Улыбка, едва заметная, но настоящая, скользнула по его лицу. Он ответил, не торопясь.
– Признаться, я думал, ты выдержишь хотя бы минуту тишины, – лениво произнёс он. – Но ты же всегда была импульсивной.
– Что ты с ней сделал?! – Влада почти не дышала, голос был сорван, как обнажённый нерв.
Он прислонился плечом к сиденью, уставившись в тёмное небо за лобовым стеклом.
– А ты не хочешь сначала спросить, как я? – усмехнулся. – Всё-таки, столько времени…
– Что. Ты. Сделал. – повторила она, медленно, жёстко, и в её голосе зазвучал тот металл, который он всегда так… ценил.
– Пока что… ничего. Она отдыхает. Живая. Красивая, даже в крови. И – неподконтрольная тебе. Знаешь, как приятно наблюдать за тем, кого ты не смогла защитить?
Тишина. Даже дыхания не слышно.
– Ты думаешь, я испугаюсь? – спросила она тихо, хрипло.
Он выдохнул дым.
– Нет. Я думаю… ты сломаешься. Потому что на этот раз всё не по твоим правилам, Влада. На этот раз – я первый сделал ход.
Он повесил трубку. Без предупреждения. С удовлетворением. Как человек, знающий: он бросил спичку. И теперь будет ждать, как горит.
Тишина после сброшенного вызова висела в воздухе, как удушливая дымка.
Антон закрыл глаза, выдохнул, позволяя затяжке раствориться в ночи. Он уже ожидал, что на этом всё – что Влада проглотит яд, как всегда, молча, и уйдёт в себя. Он знал её тишину. Но не её решимость.
Через несколько секунд – телефон снова зазвонил.
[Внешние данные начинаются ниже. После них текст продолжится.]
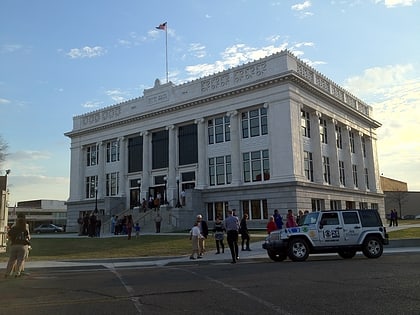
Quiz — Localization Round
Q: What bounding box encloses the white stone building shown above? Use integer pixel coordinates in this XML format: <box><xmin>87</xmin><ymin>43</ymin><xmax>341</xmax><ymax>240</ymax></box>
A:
<box><xmin>66</xmin><ymin>51</ymin><xmax>384</xmax><ymax>230</ymax></box>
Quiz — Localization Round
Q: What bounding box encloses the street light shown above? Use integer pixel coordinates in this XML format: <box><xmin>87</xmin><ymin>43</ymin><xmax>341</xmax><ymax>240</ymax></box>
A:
<box><xmin>137</xmin><ymin>179</ymin><xmax>141</xmax><ymax>208</ymax></box>
<box><xmin>163</xmin><ymin>176</ymin><xmax>168</xmax><ymax>205</ymax></box>
<box><xmin>175</xmin><ymin>176</ymin><xmax>181</xmax><ymax>208</ymax></box>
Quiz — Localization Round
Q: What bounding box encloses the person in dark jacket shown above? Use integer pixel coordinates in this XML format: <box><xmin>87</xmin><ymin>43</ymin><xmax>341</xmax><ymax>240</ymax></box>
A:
<box><xmin>239</xmin><ymin>213</ymin><xmax>251</xmax><ymax>251</ymax></box>
<box><xmin>4</xmin><ymin>218</ymin><xmax>30</xmax><ymax>278</ymax></box>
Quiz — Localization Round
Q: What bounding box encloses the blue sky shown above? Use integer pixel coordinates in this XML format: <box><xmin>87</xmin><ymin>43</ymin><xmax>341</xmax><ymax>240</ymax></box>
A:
<box><xmin>0</xmin><ymin>0</ymin><xmax>420</xmax><ymax>205</ymax></box>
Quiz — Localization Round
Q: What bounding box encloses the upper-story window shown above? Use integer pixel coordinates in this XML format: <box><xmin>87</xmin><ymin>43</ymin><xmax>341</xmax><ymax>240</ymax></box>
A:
<box><xmin>349</xmin><ymin>131</ymin><xmax>356</xmax><ymax>153</ymax></box>
<box><xmin>106</xmin><ymin>140</ymin><xmax>120</xmax><ymax>163</ymax></box>
<box><xmin>86</xmin><ymin>144</ymin><xmax>99</xmax><ymax>166</ymax></box>
<box><xmin>242</xmin><ymin>150</ymin><xmax>270</xmax><ymax>182</ymax></box>
<box><xmin>207</xmin><ymin>116</ymin><xmax>230</xmax><ymax>144</ymax></box>
<box><xmin>300</xmin><ymin>109</ymin><xmax>311</xmax><ymax>138</ymax></box>
<box><xmin>303</xmin><ymin>151</ymin><xmax>314</xmax><ymax>182</ymax></box>
<box><xmin>319</xmin><ymin>118</ymin><xmax>328</xmax><ymax>144</ymax></box>
<box><xmin>335</xmin><ymin>125</ymin><xmax>343</xmax><ymax>149</ymax></box>
<box><xmin>242</xmin><ymin>107</ymin><xmax>268</xmax><ymax>138</ymax></box>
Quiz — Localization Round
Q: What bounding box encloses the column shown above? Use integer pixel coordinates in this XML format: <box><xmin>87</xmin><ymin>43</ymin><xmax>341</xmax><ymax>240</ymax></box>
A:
<box><xmin>167</xmin><ymin>125</ymin><xmax>179</xmax><ymax>206</ymax></box>
<box><xmin>327</xmin><ymin>119</ymin><xmax>340</xmax><ymax>187</ymax></box>
<box><xmin>118</xmin><ymin>137</ymin><xmax>127</xmax><ymax>197</ymax></box>
<box><xmin>228</xmin><ymin>110</ymin><xmax>242</xmax><ymax>186</ymax></box>
<box><xmin>310</xmin><ymin>111</ymin><xmax>324</xmax><ymax>184</ymax></box>
<box><xmin>96</xmin><ymin>141</ymin><xmax>106</xmax><ymax>199</ymax></box>
<box><xmin>140</xmin><ymin>131</ymin><xmax>151</xmax><ymax>200</ymax></box>
<box><xmin>195</xmin><ymin>118</ymin><xmax>207</xmax><ymax>189</ymax></box>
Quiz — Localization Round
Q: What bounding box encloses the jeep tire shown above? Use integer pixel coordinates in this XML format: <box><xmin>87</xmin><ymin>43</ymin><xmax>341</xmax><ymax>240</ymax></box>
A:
<box><xmin>267</xmin><ymin>250</ymin><xmax>287</xmax><ymax>261</ymax></box>
<box><xmin>362</xmin><ymin>236</ymin><xmax>384</xmax><ymax>258</ymax></box>
<box><xmin>287</xmin><ymin>237</ymin><xmax>309</xmax><ymax>261</ymax></box>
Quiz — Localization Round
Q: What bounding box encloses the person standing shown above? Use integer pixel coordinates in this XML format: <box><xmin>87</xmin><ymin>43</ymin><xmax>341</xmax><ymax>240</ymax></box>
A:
<box><xmin>155</xmin><ymin>212</ymin><xmax>162</xmax><ymax>233</ymax></box>
<box><xmin>197</xmin><ymin>214</ymin><xmax>209</xmax><ymax>256</ymax></box>
<box><xmin>225</xmin><ymin>210</ymin><xmax>239</xmax><ymax>264</ymax></box>
<box><xmin>190</xmin><ymin>221</ymin><xmax>202</xmax><ymax>259</ymax></box>
<box><xmin>267</xmin><ymin>216</ymin><xmax>277</xmax><ymax>234</ymax></box>
<box><xmin>239</xmin><ymin>213</ymin><xmax>251</xmax><ymax>251</ymax></box>
<box><xmin>4</xmin><ymin>218</ymin><xmax>30</xmax><ymax>278</ymax></box>
<box><xmin>213</xmin><ymin>216</ymin><xmax>226</xmax><ymax>254</ymax></box>
<box><xmin>273</xmin><ymin>209</ymin><xmax>283</xmax><ymax>230</ymax></box>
Он оторвал взгляд от неба и посмотрел на экран. Имя снова то же.
Влада.
Бровь чуть дрогнула. Удивление – тихое, хищное, но настоящее.
Он медленно принял звонок.
– Я, признаться, не думал, что ты наберёшь второй раз, – сказал он спокойно, но в голосе уже звучал интерес. – Это… приятно. Ты ведь так редко просишь.